Fe-Induced Coordination Environment Regulation in MOF-Derived Carbon Materials for Oxygen Reduction

To realize sustainable and environmentally friendly energy requirements, it is of great significance to design and prepare non-noble-metal catalysts with high catalytic activity, selectivity, and stability. In this work, a single-crystal-to-single-crystal structural transformation from cube-shaped MOF-5-NH2 (MOF = metal–organic framework) to sheet-like Zn-BDC-NH2 has been observed by electrostatic attraction and induced coordination between iron ions and amino groups.
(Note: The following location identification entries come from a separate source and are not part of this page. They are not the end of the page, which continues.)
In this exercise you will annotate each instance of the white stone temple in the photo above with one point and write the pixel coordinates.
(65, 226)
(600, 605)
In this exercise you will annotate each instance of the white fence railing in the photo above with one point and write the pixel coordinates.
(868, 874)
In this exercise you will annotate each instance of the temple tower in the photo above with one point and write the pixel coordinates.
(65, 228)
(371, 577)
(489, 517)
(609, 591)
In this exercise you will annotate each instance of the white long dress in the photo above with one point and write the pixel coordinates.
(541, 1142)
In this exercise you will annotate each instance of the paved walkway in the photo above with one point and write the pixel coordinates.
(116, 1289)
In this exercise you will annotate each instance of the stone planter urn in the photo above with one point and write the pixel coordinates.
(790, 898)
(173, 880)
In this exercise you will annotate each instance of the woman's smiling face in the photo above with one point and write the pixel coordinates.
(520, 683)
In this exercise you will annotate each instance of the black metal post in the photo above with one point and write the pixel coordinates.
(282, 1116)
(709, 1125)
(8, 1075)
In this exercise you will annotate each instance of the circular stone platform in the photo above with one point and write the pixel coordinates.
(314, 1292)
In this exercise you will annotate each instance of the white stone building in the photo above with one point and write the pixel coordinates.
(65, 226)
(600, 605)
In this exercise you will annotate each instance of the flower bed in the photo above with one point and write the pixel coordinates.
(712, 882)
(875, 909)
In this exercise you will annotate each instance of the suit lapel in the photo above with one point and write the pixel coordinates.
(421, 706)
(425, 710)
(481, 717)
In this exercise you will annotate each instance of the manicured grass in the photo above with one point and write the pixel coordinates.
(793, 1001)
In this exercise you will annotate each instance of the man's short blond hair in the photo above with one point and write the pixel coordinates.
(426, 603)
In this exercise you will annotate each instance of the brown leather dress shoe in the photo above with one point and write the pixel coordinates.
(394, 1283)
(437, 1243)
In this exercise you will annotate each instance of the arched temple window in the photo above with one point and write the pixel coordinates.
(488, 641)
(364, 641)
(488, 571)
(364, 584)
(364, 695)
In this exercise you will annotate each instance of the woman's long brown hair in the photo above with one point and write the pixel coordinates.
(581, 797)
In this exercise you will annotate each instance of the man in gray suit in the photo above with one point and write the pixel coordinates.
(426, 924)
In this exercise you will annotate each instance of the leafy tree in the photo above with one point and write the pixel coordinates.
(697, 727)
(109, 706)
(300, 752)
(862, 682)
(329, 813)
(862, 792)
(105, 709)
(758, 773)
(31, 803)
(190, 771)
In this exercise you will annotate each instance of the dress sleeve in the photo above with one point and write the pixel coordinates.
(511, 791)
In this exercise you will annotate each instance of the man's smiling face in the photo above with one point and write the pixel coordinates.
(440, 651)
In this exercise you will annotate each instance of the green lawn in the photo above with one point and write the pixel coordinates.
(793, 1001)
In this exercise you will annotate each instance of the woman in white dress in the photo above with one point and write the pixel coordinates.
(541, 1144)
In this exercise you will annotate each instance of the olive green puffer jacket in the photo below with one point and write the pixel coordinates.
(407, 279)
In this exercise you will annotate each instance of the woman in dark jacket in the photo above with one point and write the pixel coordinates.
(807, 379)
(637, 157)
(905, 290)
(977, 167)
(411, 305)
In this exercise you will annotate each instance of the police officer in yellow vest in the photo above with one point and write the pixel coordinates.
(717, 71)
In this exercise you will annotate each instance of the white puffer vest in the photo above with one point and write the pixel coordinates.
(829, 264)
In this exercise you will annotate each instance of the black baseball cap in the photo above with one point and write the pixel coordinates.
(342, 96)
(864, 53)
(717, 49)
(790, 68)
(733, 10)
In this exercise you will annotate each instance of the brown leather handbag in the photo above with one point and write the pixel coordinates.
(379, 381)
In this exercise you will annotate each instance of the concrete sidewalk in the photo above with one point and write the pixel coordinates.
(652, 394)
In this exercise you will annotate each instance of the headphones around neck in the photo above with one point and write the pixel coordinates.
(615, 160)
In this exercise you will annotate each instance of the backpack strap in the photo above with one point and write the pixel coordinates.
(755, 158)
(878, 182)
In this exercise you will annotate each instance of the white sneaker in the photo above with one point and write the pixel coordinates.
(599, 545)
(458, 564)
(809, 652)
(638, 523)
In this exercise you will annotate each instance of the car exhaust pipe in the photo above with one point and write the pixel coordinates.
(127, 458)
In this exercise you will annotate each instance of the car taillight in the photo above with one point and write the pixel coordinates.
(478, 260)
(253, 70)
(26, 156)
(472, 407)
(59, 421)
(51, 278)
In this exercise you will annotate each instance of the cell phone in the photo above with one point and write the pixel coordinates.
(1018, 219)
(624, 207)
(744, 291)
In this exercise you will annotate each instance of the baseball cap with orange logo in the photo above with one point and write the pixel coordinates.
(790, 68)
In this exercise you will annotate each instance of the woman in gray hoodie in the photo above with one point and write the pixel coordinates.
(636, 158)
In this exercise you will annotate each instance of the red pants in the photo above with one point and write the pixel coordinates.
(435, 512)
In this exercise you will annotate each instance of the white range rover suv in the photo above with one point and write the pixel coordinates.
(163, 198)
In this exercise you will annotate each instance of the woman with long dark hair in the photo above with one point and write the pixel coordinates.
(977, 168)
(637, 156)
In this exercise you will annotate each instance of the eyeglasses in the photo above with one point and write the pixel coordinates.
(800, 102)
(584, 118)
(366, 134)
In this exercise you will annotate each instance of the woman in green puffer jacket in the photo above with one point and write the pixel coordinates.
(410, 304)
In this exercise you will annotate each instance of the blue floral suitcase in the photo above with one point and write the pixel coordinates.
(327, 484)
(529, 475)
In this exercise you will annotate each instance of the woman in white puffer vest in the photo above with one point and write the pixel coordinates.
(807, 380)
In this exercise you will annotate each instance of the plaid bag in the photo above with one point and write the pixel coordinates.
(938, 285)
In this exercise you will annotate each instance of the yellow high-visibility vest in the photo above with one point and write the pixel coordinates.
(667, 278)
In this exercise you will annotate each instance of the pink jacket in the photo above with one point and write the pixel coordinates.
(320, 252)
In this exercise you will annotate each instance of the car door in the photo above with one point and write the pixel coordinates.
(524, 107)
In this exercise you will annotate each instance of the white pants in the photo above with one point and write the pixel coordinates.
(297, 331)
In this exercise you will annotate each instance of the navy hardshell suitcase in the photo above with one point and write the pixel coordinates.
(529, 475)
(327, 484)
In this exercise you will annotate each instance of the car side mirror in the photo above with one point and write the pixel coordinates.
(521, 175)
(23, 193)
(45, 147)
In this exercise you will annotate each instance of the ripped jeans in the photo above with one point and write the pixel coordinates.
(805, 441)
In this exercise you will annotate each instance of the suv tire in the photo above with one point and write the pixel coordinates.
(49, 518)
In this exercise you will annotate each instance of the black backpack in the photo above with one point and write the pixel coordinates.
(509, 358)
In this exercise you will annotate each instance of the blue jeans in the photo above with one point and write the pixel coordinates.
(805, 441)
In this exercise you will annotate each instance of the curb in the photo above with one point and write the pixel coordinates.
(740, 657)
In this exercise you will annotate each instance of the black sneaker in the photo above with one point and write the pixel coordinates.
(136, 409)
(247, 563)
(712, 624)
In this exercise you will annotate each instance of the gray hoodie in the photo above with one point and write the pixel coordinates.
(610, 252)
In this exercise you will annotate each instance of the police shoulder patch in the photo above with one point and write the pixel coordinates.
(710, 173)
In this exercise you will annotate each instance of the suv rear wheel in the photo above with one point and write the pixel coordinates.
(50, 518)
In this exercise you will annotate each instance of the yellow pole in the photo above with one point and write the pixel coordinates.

By pyrolysis of the Fe-doped precursor, the well-preserved and porous MOF-derived carbon (Fe-NPC) with a large specific surface area, a high electrical conductivity, and abundant Fe-based active species (atomic Fe–Nx sites and Fe/Fe3C nanoparticles) can be conveniently obtained. On account of the abovementioned advantages, it shows a positive onset potential (0.972 V), a large limiting diffusion current density (5.412 mA cm–2), a small Tafel slope (40.85 mV dec–1), and robust stability with high current retention (96.03% after 10 h). In this case, the Fe-doped carbon exhibits an efficient oxygen reduction activity close to state-of-the-art Pt/C. Furthermore, through experimental and theoretical studies, the optimized Fe-NPC exhibits excellent performance in terms of the assembled Zn–air battery. Therefore, this work will provide a favorable strategy for the reasonable design and facile preparation of high-performance non-noble-metal electrocatalysts for practical energy-related applications.